2021/03/03 Pilar Cossio

Pilar Cossio

Pilar Cossio

Max Planck Tandem Group Leader associated with the University of Antioquia (Colombia) and the Max Planck Institute of Biophysics (Germany)

Cryo-BIFE: Cryo-EM Bayesian Inference of Free Energy profiles

Date and time: March 3rd, 2021
Wednesday, at 8am PT / 11am ET / 4pm GMT / 5pm CET / Feb 18th midnight China

For the zoom and gather.town links, please join the One World Cryo-EM mailing list.
Note that we no longer use the zoom registration system, so old zoom links may not work. The new links will be sent via the mailing list.

Cryo-electron microscopy (cryo-EM) extracts single-particle density projections of individual biolmolecules. Although cryo-EM is widely used for 3D reconstruction, due to its single-particle nature, it has the potential to provide information about a biomolecule’s conformational variability and underlying free energy landscape. However, treating cryo-EM as a single molecule technique is challenging because of the low signal-to-noise ratio in the individual particles. In this work, we developed the cryo-BIFE method, a Bayesian framework that uses a path collective variable to extract free energy profiles and their uncertainties from cryo-EM images. We tested the framework over several systems, finding that for realistic cryo-EM environments, and relevant biomolecular systems, it is possible to recover the underlying free energy.

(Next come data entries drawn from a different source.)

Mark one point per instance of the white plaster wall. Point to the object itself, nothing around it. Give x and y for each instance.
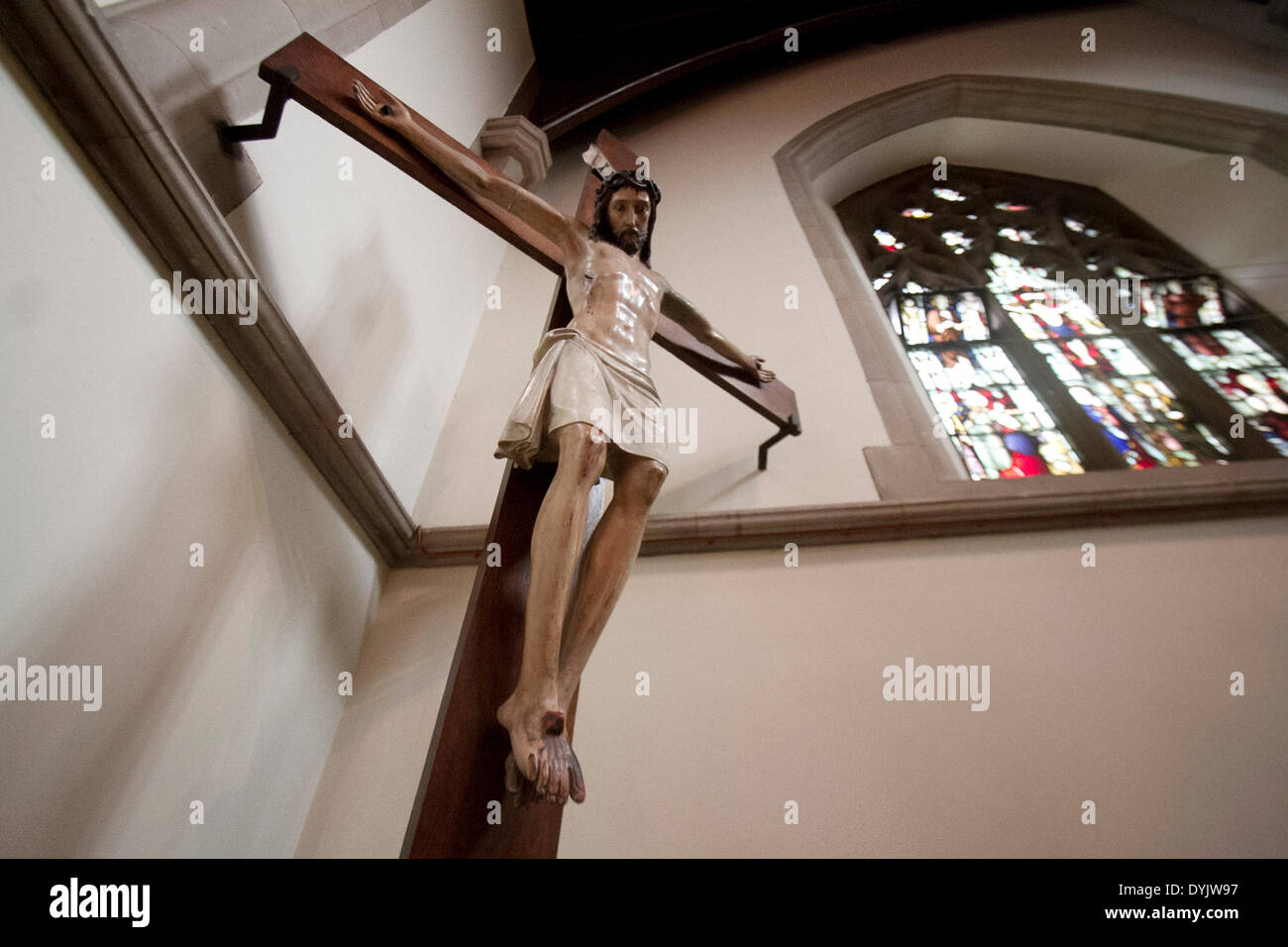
(729, 241)
(382, 279)
(219, 682)
(1107, 684)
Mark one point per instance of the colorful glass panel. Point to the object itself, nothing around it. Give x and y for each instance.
(940, 317)
(993, 418)
(1249, 377)
(1181, 303)
(1140, 415)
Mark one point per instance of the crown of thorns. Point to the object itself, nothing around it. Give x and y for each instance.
(618, 179)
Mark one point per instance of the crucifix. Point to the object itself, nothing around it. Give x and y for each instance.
(510, 699)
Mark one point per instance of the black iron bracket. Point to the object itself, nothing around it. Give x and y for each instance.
(793, 427)
(279, 82)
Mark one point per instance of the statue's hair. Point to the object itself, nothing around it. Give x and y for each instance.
(601, 228)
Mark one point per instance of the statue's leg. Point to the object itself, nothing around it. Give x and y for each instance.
(605, 564)
(540, 749)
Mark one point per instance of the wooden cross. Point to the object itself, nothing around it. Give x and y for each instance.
(464, 770)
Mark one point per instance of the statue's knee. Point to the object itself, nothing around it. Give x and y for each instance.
(585, 450)
(647, 482)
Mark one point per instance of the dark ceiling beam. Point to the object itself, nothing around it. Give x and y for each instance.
(588, 65)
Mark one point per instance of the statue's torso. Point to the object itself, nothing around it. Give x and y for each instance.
(616, 300)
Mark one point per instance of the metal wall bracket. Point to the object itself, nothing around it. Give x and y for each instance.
(793, 427)
(279, 82)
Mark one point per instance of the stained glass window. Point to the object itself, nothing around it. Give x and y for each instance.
(1056, 333)
(1250, 380)
(996, 421)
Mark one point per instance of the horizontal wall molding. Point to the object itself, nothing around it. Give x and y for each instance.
(1093, 500)
(73, 60)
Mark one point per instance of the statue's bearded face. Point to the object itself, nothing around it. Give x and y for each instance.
(627, 215)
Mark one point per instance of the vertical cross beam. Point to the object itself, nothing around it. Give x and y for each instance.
(465, 764)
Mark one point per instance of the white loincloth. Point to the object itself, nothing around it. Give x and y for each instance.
(575, 379)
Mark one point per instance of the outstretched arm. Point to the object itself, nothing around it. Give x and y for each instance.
(682, 312)
(563, 230)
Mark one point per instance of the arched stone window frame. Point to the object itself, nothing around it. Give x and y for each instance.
(917, 466)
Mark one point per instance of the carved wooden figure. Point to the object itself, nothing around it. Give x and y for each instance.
(589, 384)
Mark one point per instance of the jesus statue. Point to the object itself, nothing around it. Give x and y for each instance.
(584, 375)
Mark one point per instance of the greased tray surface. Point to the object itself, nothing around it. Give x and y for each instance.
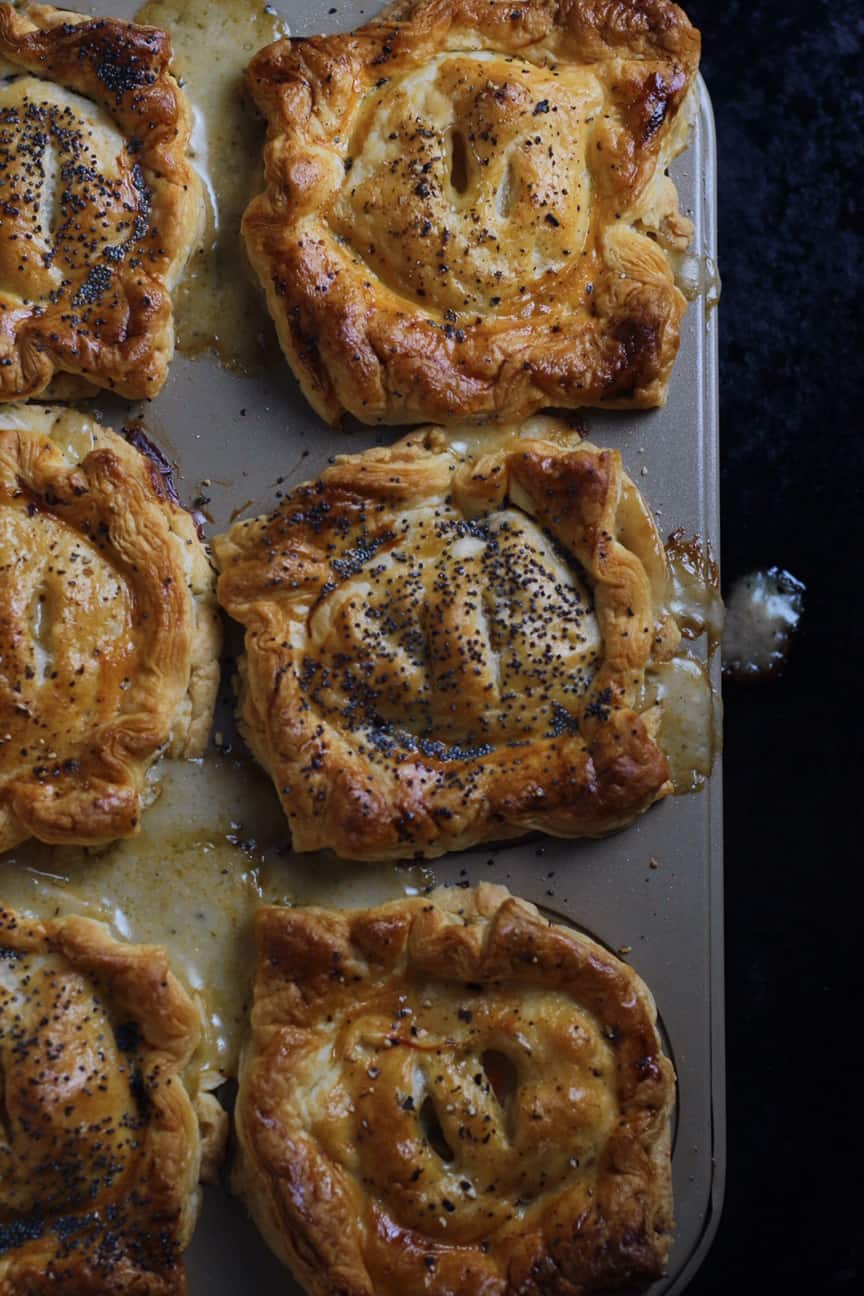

2021/02/17 Dari Kimanius, Gustav Zickert

Dari Kimanius
Gustav Zickert

Dari Kimanius & Gustav Zickert

Dari Kimanius – Postdoc at MRC Laboratory of Molecular Biology
Gustav Zickert – Guest researcher at KTH Royal Institute of Technology

Cryo-EM structure determination with data-driven priors

Date and time: Feb 17th, 2021
Wednesday, at 8am PT / 11am ET / 4pm GMT / 5pm CET / Feb 18th midnight China

For the zoom and gather.town links, please join the One World Cryo-EM mailing list.
Note that we no longer use the zoom registration system, so old zoom links may not work. The new links will be sent via the mailing list.

Three-dimensional reconstruction of the electron-scattering potential of biological macromolecules from electron cryo-microscopy (cryo-EM) projection images is an ill-posed problem. The most popular cryo-EM software solutions to date rely on a regularization approach that is based on the prior assumption that the scattering potential varies smoothly over three-dimensional space. Although this approach has been hugely successful in recent years, the amount of prior knowledge that it exploits compares unfavorably with the knowledge about biological structures that has been accumulated over decades of research in structural biology. Here, a regularization framework for cryo-EM structure determination is presented that exploits prior knowledge about biological structures through a convolutional neural network that is trained on known macromolecular structures. This neural network is inserted into the iterative cryo-EM structure-determination process through an approach that is inspired by regularization by denoising. It is shown that the new regularization approach yields better reconstructions than the current state of the art for simulated data, and options to extend this work for application to experimental cryo-EM data are discussed.